Facebook is one company among many radically shifting their outlooks on free speech. “To defend against the spread of manipulated media, which experts believe threaten elections, businesses and human rights,” Axios wrote, “companies are now discussing potential new policies to call them out or even take them down.”
While this possible new approach might not scour the platform of every controversial opinion or lie, Axios wrote, “It would be meant only to rein in manipulated media — everything from sophisticated, AI-enabled video or audio deepfakes to super-basic video edits like a much-circulated, slowed-down clip of Nancy Pelosi that surfaced in May.”
Axios observed that this move is a “significant concession to critics who say the companies have a responsibility to do much more to keep harmful false information from spreading unfiltered.” The same article also observed that this would be a major shift in tone, in that it would bean “inflection point in the companies' approach to free speech, which has thus far been that more is better and that the truth will bubble up.”

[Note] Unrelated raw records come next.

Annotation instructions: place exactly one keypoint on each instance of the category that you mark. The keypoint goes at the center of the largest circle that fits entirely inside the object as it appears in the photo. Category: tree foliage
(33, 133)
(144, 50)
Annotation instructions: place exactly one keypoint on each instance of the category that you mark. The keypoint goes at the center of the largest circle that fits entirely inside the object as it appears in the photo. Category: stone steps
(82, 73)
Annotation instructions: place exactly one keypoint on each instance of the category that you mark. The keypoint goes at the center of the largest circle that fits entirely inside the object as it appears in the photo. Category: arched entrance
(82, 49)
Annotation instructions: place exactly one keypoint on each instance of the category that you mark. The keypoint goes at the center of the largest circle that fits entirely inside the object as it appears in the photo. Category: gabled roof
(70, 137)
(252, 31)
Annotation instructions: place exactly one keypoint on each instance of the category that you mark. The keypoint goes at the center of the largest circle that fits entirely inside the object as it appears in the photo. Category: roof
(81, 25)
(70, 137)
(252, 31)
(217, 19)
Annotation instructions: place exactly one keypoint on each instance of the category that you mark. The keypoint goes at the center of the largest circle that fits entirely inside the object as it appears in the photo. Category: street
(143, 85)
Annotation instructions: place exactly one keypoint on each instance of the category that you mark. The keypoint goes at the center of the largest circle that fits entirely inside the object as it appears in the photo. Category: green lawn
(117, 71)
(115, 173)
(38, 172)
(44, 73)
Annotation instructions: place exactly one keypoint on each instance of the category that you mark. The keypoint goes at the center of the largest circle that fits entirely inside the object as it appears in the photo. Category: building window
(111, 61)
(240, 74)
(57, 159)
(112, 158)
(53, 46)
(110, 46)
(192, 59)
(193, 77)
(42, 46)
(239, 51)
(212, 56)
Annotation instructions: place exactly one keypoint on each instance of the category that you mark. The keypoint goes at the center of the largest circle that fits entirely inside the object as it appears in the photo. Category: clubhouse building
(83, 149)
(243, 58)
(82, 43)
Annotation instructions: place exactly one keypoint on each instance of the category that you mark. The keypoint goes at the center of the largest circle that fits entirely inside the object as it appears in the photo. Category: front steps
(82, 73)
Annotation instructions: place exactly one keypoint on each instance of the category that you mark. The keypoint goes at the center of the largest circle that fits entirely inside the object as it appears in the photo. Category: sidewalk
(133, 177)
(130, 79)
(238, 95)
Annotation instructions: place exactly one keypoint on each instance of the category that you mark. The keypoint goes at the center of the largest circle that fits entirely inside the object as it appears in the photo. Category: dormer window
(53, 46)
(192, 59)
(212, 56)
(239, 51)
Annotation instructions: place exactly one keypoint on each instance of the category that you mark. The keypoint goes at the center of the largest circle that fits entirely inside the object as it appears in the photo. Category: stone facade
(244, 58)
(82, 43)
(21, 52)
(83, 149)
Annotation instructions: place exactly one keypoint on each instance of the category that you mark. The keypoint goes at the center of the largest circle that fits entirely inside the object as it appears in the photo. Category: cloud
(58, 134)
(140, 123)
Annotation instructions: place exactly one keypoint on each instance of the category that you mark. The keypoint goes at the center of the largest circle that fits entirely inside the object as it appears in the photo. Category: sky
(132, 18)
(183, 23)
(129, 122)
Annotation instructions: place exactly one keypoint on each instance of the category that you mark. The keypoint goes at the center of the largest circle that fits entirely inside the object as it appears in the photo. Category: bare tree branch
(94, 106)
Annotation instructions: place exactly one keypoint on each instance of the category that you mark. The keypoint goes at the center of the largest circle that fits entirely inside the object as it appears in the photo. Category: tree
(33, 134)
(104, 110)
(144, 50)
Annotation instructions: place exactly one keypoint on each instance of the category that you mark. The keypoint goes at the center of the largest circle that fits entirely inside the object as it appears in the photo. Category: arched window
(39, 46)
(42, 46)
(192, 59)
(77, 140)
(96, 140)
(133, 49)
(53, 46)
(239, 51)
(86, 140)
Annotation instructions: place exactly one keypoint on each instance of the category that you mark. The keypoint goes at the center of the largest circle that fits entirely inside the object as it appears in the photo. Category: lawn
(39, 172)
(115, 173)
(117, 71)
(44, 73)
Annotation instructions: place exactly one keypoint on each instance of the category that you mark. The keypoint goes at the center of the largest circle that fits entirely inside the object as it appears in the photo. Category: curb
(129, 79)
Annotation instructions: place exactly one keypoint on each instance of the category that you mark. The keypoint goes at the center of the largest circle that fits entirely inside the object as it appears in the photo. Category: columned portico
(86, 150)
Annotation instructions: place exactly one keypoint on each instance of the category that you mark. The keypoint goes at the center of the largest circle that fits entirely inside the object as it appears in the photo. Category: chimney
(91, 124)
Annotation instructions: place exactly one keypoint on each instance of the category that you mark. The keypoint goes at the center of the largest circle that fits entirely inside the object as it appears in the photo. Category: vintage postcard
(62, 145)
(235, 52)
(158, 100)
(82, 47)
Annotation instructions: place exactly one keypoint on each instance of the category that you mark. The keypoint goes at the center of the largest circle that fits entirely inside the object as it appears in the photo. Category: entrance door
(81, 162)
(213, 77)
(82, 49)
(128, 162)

Charlotte Stanton of the Carnegie Endowment commented on this shift in tone among Big Tech platforms, saying that while its “great to believe in the conflict of ideas, but the reality is that when we're inundated with so much information, that doesn't really work.” She followed this by noting that this is a now popular sentiment, "there was an 'aha' moment for some of the platforms when we had that discussion."
Sam Gregory of the human rights nonprofit WITNESS commented that "There is pressure on platforms to act in a more editorial or curatorial way," he then added "You're seeing a greater range of options being deployed by platforms."
With a growing consensus that “fake news” is the problem, particularly before the 2020 election, the remaining debates are how to assess what is truly fake, whether to remove or label it, and the best way to flag it as fake.
Axios closed its article by saying these companies in pursuit of reform are under “blistering attack from conservatives in the U.S. who claim that the companies' moderation policies are biased against them” and thus may have a “reluctance to ruffle lawmakers and the president” which may end up watering down their new policies.